Pour les importateurs, le coût d’accès aux devises se renchérit mécaniquement, et avec lui le prix des intrants industriels, des médicaments et des denrées non substituables. Les commerçants de la capitale répercutent ces hausses au comptoir, faute de marges de manœuvre. Le différentiel entre le taux officiel et le taux du marché libre, déjà béant avant le conflit, atteint des proportions qui désorganisent les chaînes d’approvisionnement et favorisent les arbitrages spéculatifs.
Une inflation qui ronge le quotidien à Téhéran
Dans les quartiers populaires de Téhéran, la flambée des prix touche en premier lieu l’alimentation, le logement et l’énergie domestique. Les familles arbitrent désormais entre des postes de dépenses qu’elles considéraient jusqu’ici comme incompressibles. Les commerçants interrogés décrivent une clientèle qui réduit les volumes, repousse les achats non essentiels et bascule vers des produits de substitution moins coûteux ou de moindre qualité.
Cette pression inflationniste préexistait à la guerre. Les sanctions américaines, le poids du financement public et les rigidités structurelles d’une économie largement administrée alimentaient déjà une hausse continue du coût de la vie. Le conflit a agi comme un accélérateur, en perturbant les flux logistiques, en gonflant les primes de risque et en sapant la confiance des agents économiques. Les classes moyennes urbaines, longtemps amorties par leurs réserves, voient désormais fondre leur épargne en termes réels.
Le pouvoir iranien tente de limiter la casse en mobilisant ses instruments de contrôle des prix et en injectant des devises sur certains segments stratégiques, notamment les biens de première nécessité et les médicaments. Ces interventions atteignent rapidement leurs limites lorsque les recettes pétrolières peinent à compenser le coût budgétaire de la guerre et la hausse des dépenses sécuritaires.

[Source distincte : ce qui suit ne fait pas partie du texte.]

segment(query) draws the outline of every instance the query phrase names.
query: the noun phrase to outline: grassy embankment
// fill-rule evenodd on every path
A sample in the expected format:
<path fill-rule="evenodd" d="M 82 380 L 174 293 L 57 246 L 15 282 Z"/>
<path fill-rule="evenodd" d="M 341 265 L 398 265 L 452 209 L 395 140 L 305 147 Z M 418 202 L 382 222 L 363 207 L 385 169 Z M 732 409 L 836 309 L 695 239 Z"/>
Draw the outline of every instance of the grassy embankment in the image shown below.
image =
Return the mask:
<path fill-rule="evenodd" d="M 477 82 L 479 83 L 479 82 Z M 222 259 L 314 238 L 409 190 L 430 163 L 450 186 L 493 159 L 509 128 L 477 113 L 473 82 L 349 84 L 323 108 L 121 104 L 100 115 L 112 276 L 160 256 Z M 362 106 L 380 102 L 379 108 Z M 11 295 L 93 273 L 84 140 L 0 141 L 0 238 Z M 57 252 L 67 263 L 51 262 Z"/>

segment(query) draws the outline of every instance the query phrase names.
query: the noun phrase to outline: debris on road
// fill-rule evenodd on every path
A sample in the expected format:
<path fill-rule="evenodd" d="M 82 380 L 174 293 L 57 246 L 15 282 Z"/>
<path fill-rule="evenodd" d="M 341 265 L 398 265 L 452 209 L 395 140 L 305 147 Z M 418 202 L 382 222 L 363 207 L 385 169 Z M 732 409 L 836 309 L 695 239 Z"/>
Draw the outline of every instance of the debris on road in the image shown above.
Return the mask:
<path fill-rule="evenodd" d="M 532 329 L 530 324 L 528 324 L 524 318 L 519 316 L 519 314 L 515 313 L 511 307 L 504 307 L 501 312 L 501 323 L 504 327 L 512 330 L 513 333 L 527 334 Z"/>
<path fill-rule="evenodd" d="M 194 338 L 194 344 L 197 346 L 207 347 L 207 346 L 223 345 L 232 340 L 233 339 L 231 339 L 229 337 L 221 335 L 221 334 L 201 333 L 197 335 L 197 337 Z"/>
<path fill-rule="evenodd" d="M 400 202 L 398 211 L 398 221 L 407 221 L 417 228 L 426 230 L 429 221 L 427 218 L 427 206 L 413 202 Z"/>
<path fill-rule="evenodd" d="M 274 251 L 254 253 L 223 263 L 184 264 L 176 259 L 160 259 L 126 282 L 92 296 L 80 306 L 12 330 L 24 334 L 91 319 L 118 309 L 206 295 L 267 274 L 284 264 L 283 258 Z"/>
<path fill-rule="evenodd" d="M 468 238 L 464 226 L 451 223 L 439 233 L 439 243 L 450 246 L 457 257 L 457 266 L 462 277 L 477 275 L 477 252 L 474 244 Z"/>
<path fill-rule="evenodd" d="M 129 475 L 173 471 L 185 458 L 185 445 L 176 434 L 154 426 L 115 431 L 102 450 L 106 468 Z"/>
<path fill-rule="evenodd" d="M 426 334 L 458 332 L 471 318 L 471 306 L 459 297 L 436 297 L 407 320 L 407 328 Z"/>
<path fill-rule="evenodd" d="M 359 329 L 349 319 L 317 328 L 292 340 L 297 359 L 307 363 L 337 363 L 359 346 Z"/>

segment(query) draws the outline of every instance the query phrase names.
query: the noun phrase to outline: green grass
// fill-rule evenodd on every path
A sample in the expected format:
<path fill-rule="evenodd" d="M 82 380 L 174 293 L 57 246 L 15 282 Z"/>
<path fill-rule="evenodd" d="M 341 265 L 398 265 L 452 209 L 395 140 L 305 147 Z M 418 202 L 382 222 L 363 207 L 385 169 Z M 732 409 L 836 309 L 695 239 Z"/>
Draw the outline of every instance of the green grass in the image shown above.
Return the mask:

Un État sous contrainte budgétaire et stratégique
L’effort de guerre creuse un déficit que la rente des hydrocarbures ne couvre plus aussi confortablement qu’avant. Les exportations de brut, déjà entravées par les sanctions, subissent les conséquences d’un environnement régional plus hostile, marqué par une vigilance accrue dans les détroits et par la prudence des acheteurs asiatiques. Les marges du Trésor iranien se réduisent, alors même que la reconstruction des infrastructures touchées par les frappes appelle des engagements financiers massifs.
Sur le plan social, la combinaison d’une monnaie affaiblie, d’une inflation à deux chiffres et d’un chômage tenace nourrit une frustration palpable, particulièrement parmi la jeunesse urbaine. Les économistes locaux soulignent le risque d’un décrochage durable du niveau de vie, comparable à celui qu’avaient connu d’autres économies pétrolières frappées par un choc géopolitique majeur. La sortie de crise dépendra étroitement de la capacité de Téhéran à rouvrir des canaux diplomatiques susceptibles d’alléger la pression sur ses comptes extérieurs.
Pour les partenaires économiques de la République islamique, qu’il s’agisse des voisins du Golfe, de la Turquie ou des acheteurs asiatiques, l’instabilité monétaire iranienne représente à la fois un risque de contagion régionale et une opportunité de repositionnement commercial. Selon France 24 Moyen-Orient, le quotidien des habitants de Téhéran illustre concrètement l’ampleur du choc absorbé par l’économie iranienne depuis le début du conflit.